|Lavifood has created new products to take food lifespan into account, Photo: Le Toan |
With a processing factory in the Mekong Delta province of Long An stuck with a large amount of dragon fruit due to the current worldwide health crisis, global fruit and vegetable producer Lavifood has come up with brand new products made from this kind of fruit. As a result, the company bought a huge amount of dragon fruit to both support farmers and start their new project.
“We have made 100 per cent dragon juice with a lifespan of nine months, soft dried dragon fruit for six months, and also frozen packaged products,” Dinh Hung Dung, deputy general director of Lavifood said.
According to Dung, with these new products, the company can use all of the fruit before their expiry dates. “Part of these products will be shipped to China via sea, which is convenient for both China and Vietnam.
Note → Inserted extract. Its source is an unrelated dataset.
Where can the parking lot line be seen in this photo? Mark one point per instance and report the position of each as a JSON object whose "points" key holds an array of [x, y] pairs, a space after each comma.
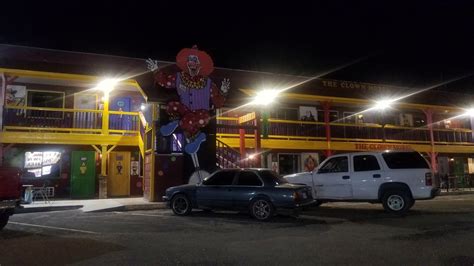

From now on, we will only export by sea, not by road,” Dung added.
Along with Lavifood’s move, many other enterprises have also found different ways to diversify their products while supporting farmers.
Self-proclaimed ‘king of bread’ Kao Sieu Luc, owner of ABC Bakery, also thought of using dragon fruit in his products. He replaced 60 per cent of water with pureed dragon fruit, which means that he uses 1.4kg of the fruit for every 5 kg of wheat.
“At the early stage we bought a tonne of dragon fruit, then pureed and froze them for future use. If the product is popular, we will need 200kg of dragon fruit per day,” Luc said.
After big success with the dragon bread and long lines of people waiting to purchase some, Luc has also introduced varieties with durian filling in the middle.
“We aim to export this kind of bread after serving the domestic market. In addition, we will introduce dragon moon cake this autumn. We have also thought of using typical Vietnamese products like taro, watermelon, and avocado to bake cakes,” he added.
Also wishing to support farmers, Huynh Kim Chi’s Vikybomi Corporation, a producer of prepared mix in Ho Chi Minh City, has finished products made from wheat, dragon fruit, and watermelon such as bread and fresh noodles.
“We are a material provider, so we will not sell the products directly to consumers but transfer the formulas of these products to manufacturers for free, helping consume more agricultural products,” Chi said.
According to Chi, her corporation may create more new items from agricultural products for export.
Meanwhile, Le Duy Toan, director of Duy Anh Food Ltd., Co., said that his company had also successfully made watermelon vermicelli and dragon fruit rice crepes, which were immediately welcomed by Japanese and South Korean customers.
“In these two markets, people often use the rice crepes to roll barbecue or wrap sushi. We have just exported the first watermelon vermicelli patch to South Korea, while one customer from Japan has ordered 3.5 tonnes. We are in the process of signing an order of around three tonnes of watermelon noodles and dragon fruit rice paper for the Australian market,” Toan said.
According to Toan, the company will continue creating similar products, while continuing to promote these new ones. “Noodles and rice paper made from dragon fruit and watermelon will be our major products. We are consuming 1-1.2 tonnes of watermelon and 300kg of dragon fruit a day. We hope to increase the amount to four tonnes of watermelon and one tonne of dragon fruit,” he added.
With experience in using sweet potatoes, beetroots, and spinach to produce vermicelli, pho, and rice paper, Toan said, “Creativity in processing agricultural products to increase their value is essential because Vietnam has strong advantages in agriculture while consumers are very fond of new products.”
Lauding the initiatives of enterprises, Minister of Agricultural and Rural Development Nguyen Xuan Cuong said that these were practical means to help the agricultural sector to sustainably develop in the future. “Focusing on deep processing is necessary to help the agricultural sector reach the target of $43 billion in 2020. Processing enterprises must closely connect with material areas to reduce the volume of exported fresh products,” Minister Cuong said.